Five things on a Tuesday : Costco, Hawksley Workman, Mt. Norway timelapse.
We pulled out of the parking lot; the back seat filled with peanut butter and peanuts and bananas and almond milk, and my head filled with grumbly thoughts of the kayaks and standup paddle boards and Japanese fruit maple trees and stuff I wanted…
…and we started to pull out and I saw this woman.
A mom. With two young children. Holding a sign.
Here’s the thing: I didn’t even have time to read the sign. Something about appreciating any help, et cetera. I was pulling out into traffic, but as I glanced in the side view mirror,
I caught the look she gave my three kids in the back seat…
She smiled at them as we rolled past her. It wasn’t a smile to get attention; I was already past her line of sight. It was a smile that a good person gives to people.
It was a smile that a good parent gives to children…because they love children.
It’s not a look that can be faked this side of Meryl Streep or Paul Rudd.*
Now, if she was a lousy person, a bad mom, whatever, would she still be deserving of basic human kindness and maybe a little financial help?
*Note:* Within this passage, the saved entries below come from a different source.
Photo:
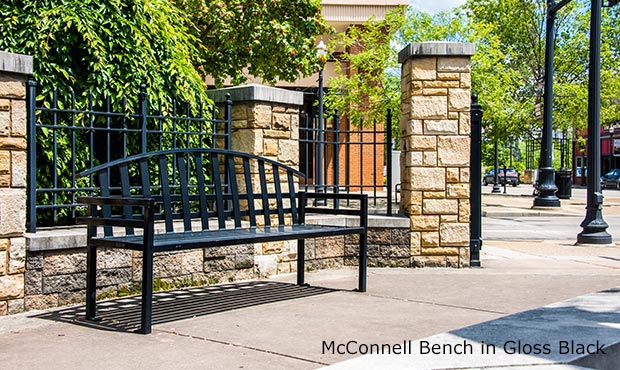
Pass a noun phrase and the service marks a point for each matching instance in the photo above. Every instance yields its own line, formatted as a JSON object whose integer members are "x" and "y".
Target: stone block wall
{"x": 14, "y": 70}
{"x": 435, "y": 151}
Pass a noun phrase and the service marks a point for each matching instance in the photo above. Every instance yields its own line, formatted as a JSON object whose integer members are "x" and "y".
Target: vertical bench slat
{"x": 104, "y": 181}
{"x": 202, "y": 191}
{"x": 234, "y": 191}
{"x": 291, "y": 195}
{"x": 250, "y": 191}
{"x": 276, "y": 183}
{"x": 144, "y": 177}
{"x": 187, "y": 222}
{"x": 264, "y": 193}
{"x": 219, "y": 198}
{"x": 165, "y": 190}
{"x": 126, "y": 191}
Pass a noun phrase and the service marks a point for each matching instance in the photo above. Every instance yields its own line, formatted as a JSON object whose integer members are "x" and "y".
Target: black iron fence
{"x": 355, "y": 158}
{"x": 67, "y": 135}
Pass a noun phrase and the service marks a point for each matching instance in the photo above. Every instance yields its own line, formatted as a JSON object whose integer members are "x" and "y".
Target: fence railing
{"x": 66, "y": 136}
{"x": 357, "y": 158}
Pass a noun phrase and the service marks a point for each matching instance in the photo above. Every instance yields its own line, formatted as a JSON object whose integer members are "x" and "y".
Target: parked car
{"x": 512, "y": 177}
{"x": 611, "y": 180}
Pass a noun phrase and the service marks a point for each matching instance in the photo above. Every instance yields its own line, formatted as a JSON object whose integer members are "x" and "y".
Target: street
{"x": 541, "y": 228}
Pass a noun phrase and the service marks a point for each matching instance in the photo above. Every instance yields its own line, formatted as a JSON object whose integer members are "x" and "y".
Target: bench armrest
{"x": 108, "y": 220}
{"x": 362, "y": 211}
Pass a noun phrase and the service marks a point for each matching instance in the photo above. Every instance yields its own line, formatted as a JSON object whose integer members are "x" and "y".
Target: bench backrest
{"x": 202, "y": 184}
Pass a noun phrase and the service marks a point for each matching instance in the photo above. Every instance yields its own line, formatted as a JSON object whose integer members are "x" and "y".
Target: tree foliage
{"x": 109, "y": 46}
{"x": 368, "y": 82}
{"x": 271, "y": 39}
{"x": 171, "y": 46}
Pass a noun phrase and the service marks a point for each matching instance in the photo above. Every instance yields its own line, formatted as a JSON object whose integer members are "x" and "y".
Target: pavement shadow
{"x": 565, "y": 329}
{"x": 123, "y": 314}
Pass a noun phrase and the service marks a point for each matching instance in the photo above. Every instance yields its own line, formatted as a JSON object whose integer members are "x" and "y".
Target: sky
{"x": 435, "y": 6}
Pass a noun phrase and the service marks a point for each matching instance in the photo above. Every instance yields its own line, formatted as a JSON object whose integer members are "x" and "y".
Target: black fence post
{"x": 142, "y": 107}
{"x": 228, "y": 122}
{"x": 336, "y": 157}
{"x": 388, "y": 147}
{"x": 475, "y": 240}
{"x": 31, "y": 96}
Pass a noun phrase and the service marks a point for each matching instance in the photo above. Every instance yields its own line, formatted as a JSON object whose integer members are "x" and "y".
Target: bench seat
{"x": 215, "y": 238}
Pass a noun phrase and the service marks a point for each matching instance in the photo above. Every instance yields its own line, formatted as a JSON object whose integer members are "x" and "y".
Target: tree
{"x": 368, "y": 81}
{"x": 114, "y": 45}
{"x": 270, "y": 39}
{"x": 106, "y": 46}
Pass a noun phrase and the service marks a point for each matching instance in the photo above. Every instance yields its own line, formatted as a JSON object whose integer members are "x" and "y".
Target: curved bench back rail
{"x": 199, "y": 184}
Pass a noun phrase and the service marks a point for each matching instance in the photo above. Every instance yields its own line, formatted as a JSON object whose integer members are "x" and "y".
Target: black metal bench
{"x": 202, "y": 198}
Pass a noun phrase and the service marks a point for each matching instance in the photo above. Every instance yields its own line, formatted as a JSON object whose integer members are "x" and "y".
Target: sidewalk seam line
{"x": 242, "y": 346}
{"x": 438, "y": 304}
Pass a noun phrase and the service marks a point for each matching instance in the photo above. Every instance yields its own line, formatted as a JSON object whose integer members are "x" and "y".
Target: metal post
{"x": 319, "y": 146}
{"x": 496, "y": 188}
{"x": 388, "y": 128}
{"x": 505, "y": 178}
{"x": 228, "y": 122}
{"x": 611, "y": 149}
{"x": 32, "y": 155}
{"x": 336, "y": 157}
{"x": 594, "y": 227}
{"x": 546, "y": 188}
{"x": 142, "y": 102}
{"x": 475, "y": 240}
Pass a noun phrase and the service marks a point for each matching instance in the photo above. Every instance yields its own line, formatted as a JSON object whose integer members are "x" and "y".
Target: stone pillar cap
{"x": 15, "y": 63}
{"x": 436, "y": 48}
{"x": 257, "y": 92}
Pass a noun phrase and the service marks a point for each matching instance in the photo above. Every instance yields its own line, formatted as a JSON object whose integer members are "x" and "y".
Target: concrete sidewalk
{"x": 274, "y": 324}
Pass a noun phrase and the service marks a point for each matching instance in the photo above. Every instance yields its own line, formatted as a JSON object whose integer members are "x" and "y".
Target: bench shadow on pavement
{"x": 123, "y": 314}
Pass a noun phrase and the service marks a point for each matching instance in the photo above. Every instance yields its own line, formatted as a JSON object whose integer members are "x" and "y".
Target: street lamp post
{"x": 611, "y": 147}
{"x": 496, "y": 188}
{"x": 546, "y": 184}
{"x": 321, "y": 52}
{"x": 594, "y": 227}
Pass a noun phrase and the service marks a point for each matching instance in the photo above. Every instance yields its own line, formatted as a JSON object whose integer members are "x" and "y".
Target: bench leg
{"x": 91, "y": 282}
{"x": 147, "y": 292}
{"x": 362, "y": 272}
{"x": 301, "y": 255}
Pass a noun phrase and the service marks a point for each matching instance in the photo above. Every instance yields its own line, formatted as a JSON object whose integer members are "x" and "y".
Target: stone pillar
{"x": 265, "y": 122}
{"x": 14, "y": 70}
{"x": 435, "y": 144}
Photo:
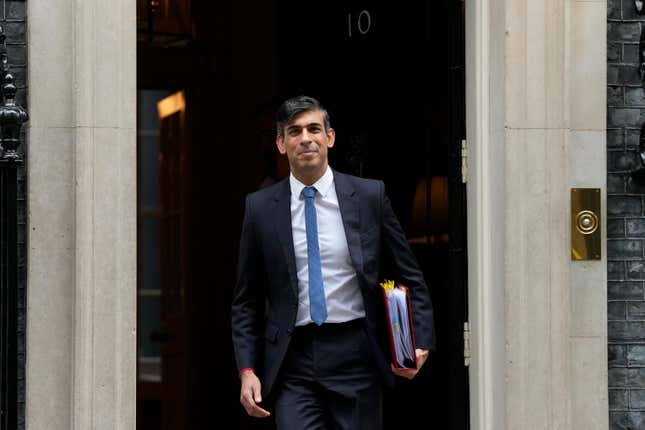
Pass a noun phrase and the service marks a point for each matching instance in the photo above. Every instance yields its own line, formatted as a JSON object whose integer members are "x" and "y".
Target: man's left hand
{"x": 422, "y": 356}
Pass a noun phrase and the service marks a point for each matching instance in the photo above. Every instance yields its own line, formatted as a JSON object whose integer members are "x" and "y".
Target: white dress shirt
{"x": 342, "y": 293}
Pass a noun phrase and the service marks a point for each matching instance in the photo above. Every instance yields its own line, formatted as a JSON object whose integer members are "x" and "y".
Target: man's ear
{"x": 279, "y": 141}
{"x": 331, "y": 136}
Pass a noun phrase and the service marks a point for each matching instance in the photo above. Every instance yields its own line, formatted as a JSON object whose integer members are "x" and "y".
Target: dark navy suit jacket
{"x": 265, "y": 300}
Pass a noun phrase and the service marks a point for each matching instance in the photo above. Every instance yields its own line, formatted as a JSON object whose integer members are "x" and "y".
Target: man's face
{"x": 306, "y": 142}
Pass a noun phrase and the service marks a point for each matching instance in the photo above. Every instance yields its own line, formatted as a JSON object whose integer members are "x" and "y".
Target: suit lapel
{"x": 282, "y": 219}
{"x": 350, "y": 212}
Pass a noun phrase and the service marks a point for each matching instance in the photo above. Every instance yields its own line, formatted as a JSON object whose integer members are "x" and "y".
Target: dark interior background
{"x": 392, "y": 78}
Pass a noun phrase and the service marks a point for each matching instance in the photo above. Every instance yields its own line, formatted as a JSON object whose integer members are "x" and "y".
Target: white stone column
{"x": 536, "y": 112}
{"x": 81, "y": 317}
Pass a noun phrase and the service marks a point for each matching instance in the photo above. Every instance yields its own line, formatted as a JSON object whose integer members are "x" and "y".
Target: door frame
{"x": 485, "y": 136}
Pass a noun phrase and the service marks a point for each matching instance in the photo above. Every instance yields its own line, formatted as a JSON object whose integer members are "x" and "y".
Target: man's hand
{"x": 250, "y": 394}
{"x": 422, "y": 356}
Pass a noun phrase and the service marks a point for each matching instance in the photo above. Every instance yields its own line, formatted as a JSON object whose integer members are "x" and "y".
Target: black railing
{"x": 12, "y": 117}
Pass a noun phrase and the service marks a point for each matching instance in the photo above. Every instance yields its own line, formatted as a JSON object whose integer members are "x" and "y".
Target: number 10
{"x": 363, "y": 23}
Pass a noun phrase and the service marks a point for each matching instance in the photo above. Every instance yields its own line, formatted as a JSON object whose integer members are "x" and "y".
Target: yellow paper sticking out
{"x": 387, "y": 285}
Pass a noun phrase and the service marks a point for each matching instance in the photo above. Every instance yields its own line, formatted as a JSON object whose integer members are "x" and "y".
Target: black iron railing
{"x": 12, "y": 117}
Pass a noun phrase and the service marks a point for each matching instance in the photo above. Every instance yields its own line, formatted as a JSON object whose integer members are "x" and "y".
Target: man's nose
{"x": 305, "y": 135}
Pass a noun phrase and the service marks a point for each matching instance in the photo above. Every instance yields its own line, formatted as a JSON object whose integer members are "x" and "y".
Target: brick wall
{"x": 626, "y": 219}
{"x": 13, "y": 17}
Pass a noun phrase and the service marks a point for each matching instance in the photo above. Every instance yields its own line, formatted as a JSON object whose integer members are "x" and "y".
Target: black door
{"x": 392, "y": 78}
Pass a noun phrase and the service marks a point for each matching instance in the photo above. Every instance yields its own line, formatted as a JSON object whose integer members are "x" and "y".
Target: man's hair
{"x": 295, "y": 106}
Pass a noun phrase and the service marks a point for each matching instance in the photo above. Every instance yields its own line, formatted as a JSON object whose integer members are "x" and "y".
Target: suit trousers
{"x": 328, "y": 381}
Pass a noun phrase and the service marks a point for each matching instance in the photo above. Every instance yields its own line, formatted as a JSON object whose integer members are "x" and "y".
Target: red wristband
{"x": 246, "y": 369}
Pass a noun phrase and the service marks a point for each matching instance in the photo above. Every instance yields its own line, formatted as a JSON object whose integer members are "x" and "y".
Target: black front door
{"x": 392, "y": 78}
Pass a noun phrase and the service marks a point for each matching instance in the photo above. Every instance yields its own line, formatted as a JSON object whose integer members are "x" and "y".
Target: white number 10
{"x": 363, "y": 23}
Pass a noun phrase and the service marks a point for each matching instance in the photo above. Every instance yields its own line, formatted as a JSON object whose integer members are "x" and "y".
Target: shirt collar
{"x": 322, "y": 185}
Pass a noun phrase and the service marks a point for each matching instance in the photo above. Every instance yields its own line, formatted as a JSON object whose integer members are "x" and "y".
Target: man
{"x": 307, "y": 314}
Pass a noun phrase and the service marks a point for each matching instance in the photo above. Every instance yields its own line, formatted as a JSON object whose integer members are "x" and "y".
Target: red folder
{"x": 408, "y": 359}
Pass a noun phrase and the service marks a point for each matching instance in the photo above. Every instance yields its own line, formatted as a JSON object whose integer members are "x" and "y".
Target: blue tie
{"x": 317, "y": 305}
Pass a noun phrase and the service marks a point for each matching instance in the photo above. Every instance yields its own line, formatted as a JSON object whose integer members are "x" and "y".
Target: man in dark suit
{"x": 308, "y": 318}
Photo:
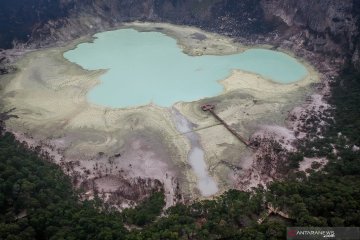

Sure.
But the look this woman, this mom gave my kids…
I pulled around a couple lights later, back to the Costco parking lot and scrounged up the cash I had.
We rolled through, this time, I handed over a pittance…and what I hoped was a nice smile.
”Thank you,” she said, smiling at the back seat crew again. “You have beautiful children.”
”thank you,” I said. “And you do too.”
We turned right and this time, kept going straight, and I tried to think less grumbly thoughts this time.
*yes, I did reference Ms. Streep and Mr. Rudd in the same sentence. Two of the great thespians of our time.
I stumbled across a track that caught my eyes with its title: Birds in Train Stations, which rapidly became one of my fave tracks of the month. Slowly I worked through the rest of Median Age Wasteland, and discovered several others that are sparkling, roots-inspired pop that is quirky and sincere. A wry, talented lyricist with musical chops to spread some variety across the album. Dig.